As provincial and federal officials quietly negotiate on $10-a-day child care, former premier Kathleen Wynne is pushing Queen’s Park to make a deal with Ottawa.
“It was encouraging last week when we learned the minister was going to be meeting with federal officials to hammer out a child care agreement, but that has not happened,,” she said Monday in the legislature.
“I know first-hand that negotiations between provincial and federal governments can be slow and they can be frustrating,” said Wynne, who was premier of Ontario from 2013 to 2018.
“But ... this federal government has been able to sign agreements with most of the other provinces and territories in the country,” she said.
“I know Ontario is special, it’s very special, but families in Windsor or Thunder Bay are not so very different from families in Calgary or Halifax.

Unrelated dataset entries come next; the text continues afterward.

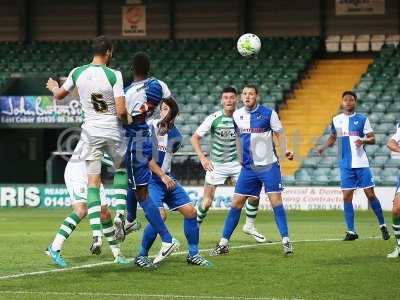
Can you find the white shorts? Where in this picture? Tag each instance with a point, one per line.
(222, 172)
(76, 181)
(94, 147)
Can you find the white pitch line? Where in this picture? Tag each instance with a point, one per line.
(158, 296)
(87, 266)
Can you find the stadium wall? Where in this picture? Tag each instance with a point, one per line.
(71, 20)
(294, 198)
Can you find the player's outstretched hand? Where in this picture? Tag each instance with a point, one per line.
(169, 182)
(289, 155)
(320, 150)
(358, 143)
(51, 84)
(207, 165)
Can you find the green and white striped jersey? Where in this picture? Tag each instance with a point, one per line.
(223, 137)
(98, 86)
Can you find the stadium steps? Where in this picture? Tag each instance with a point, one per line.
(315, 102)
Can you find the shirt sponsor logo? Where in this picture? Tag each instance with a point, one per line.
(253, 130)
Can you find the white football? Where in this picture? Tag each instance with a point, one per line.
(248, 44)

They all need child care that they can afford.”
A defensive Education Minister Stephen Lecce countered that the cost of child care in Ontario “rose by 400 per cent” during the almost 15-year Liberal reign of Wynne and her predecessor, Dalton McGuinty.
“That is indefensible and ... everyone would recognize in this legislature that families paid the price for that neglect, where it was inaccessible and unaffordable for too many moms and dads in Ontario,” he said.
Wynne reminded Lecce that “never for one moment in our time in office did we have a federal government putting $30 billion on the table to reduce child-care costs in Ontario.”
Ottawa is offering Ontario $10.2 billion, which is the province’s portion of $27.2 billion the federal government has committed to funding child care.
But Premier Doug Ford has said Queen’s Park deserves a larger stake because child care is more expensive here and the provincial government already spends $3.6 billion on full-day kindergarten for all 260,000 four- and five-year-old children.
A senior provincial official, speaking confidentially in order to discuss internal deliberations, said Monday that talks with Ottawa are proceeding well.
“There’s always been a path,” the insider said, adding the federal government is “still drilling down on the numbers, which we’ve got a lot of confidence in.”
Karina Gould, the federal minister for families, children and social development, said last week that she believes a deal with Ontario is within reach.
“I really do feel optimistic. The fact that officials are talking is a really good sign,” said Gould.
“Do I think it’s going to happen in the immediate term? No, there’s still a lot of work and conversation to have. But I think that the general objectives … are there.”